Aujourd’hui, il est fier de raconter une anecdote très révélatrice concernant les idées reçues sur la bio. Les rendements qu’il obtient en blé ou en haricots ont tellement étonné les coopératives avec lesquelles il travaille qu’ils lui ont valu des contrôles inopinés pour vérifier qu’il n’utilisait pas de pesticides ou d’engrais de synthèse ! « Avec la luzerne qui fixe l’azote, l’engrais est offert par la nature, c’est incroyable. […] La nature a des ressources limitées si nous n’allons pas dans son sens, mais elles sont illimitées si nous allons dans le sens de la nature. »

Dans sa ferme, Éric est ravi de nous montrer une parcelle que son père n’arrivait plus à cultiver. Aujourd’hui, grâce aux techniques agroécologiques, il a réussi à faire revivre le sol. « J’ai même amélioré le rendement par rapport au conventionnel, c’est exceptionnel. Mon père est scié, il trouve ça super ! Pour l’étonner encore un peu plus, je cultive cette année du lin textile, une culture très délicate pour ces terres. Un choix qui serait inconcevable pour un ingénieur agronome », s’amuse Éric Gobard.

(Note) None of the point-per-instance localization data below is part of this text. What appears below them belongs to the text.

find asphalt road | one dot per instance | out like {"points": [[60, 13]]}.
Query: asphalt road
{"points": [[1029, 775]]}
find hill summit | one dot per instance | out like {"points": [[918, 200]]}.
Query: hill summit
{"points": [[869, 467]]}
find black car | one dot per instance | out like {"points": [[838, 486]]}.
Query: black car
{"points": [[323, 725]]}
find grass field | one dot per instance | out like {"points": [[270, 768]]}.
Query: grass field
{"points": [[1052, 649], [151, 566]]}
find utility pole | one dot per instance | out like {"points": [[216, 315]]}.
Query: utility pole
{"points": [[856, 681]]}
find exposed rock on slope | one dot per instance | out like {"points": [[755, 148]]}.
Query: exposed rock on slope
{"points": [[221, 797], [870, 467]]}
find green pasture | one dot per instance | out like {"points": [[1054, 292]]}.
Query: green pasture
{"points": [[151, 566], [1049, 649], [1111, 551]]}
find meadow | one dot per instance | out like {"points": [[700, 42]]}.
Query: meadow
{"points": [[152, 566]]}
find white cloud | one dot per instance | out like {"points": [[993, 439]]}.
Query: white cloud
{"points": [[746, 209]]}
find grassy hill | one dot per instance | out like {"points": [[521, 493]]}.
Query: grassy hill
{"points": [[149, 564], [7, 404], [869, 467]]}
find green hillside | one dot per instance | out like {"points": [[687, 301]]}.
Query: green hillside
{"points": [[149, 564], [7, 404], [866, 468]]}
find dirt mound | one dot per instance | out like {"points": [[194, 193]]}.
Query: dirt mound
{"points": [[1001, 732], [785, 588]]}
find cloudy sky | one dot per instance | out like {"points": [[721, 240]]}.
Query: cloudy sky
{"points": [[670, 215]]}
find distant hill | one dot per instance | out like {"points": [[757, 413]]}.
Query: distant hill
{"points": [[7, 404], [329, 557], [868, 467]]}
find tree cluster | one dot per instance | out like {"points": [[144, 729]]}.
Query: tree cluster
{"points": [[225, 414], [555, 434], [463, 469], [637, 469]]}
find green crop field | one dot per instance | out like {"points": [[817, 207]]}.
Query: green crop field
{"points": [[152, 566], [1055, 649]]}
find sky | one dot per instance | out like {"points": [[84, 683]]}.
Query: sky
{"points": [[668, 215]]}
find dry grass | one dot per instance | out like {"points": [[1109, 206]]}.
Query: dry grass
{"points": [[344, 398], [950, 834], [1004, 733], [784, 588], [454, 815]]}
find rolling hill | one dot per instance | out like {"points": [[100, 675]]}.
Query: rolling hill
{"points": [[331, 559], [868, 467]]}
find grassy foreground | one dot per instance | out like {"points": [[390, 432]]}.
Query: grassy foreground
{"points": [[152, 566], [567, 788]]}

Les rendements de l’agroécologie dans les pays du Sud

Dans les pays du Sud, l’agroécologie obtient de meilleurs résultats. Les agriculteurs n’ont pas de moyens, les sols sont plus fragiles, le climat est plus compliqué à gérer. L’agriculture intensive, conçue en Amérique et en Europe, s’adapte moins bien aux climats plus variables et difficiles du Sud. Elle nécessite de grandes quantités d’eau et beaucoup d’argent pour l’achat de pesticides et d’engrais chimiques.

Cyril Lekiefs, référent technique pour la sécurité alimentaire à Action contre la faim, le confirme : « Mettre en place une politique publique qui encourage l’agriculture avec des semences améliorées [celles créées par les multinationales] est dangereux. Ces semences augmentent la productivité dans des conditions idéales, qui sont rares dans ces pays, une fois tous les cinq ans. Si nous choisissons cette solution agricole, nous exposons les paysans à des disettes et à des famines plus fréquentes. »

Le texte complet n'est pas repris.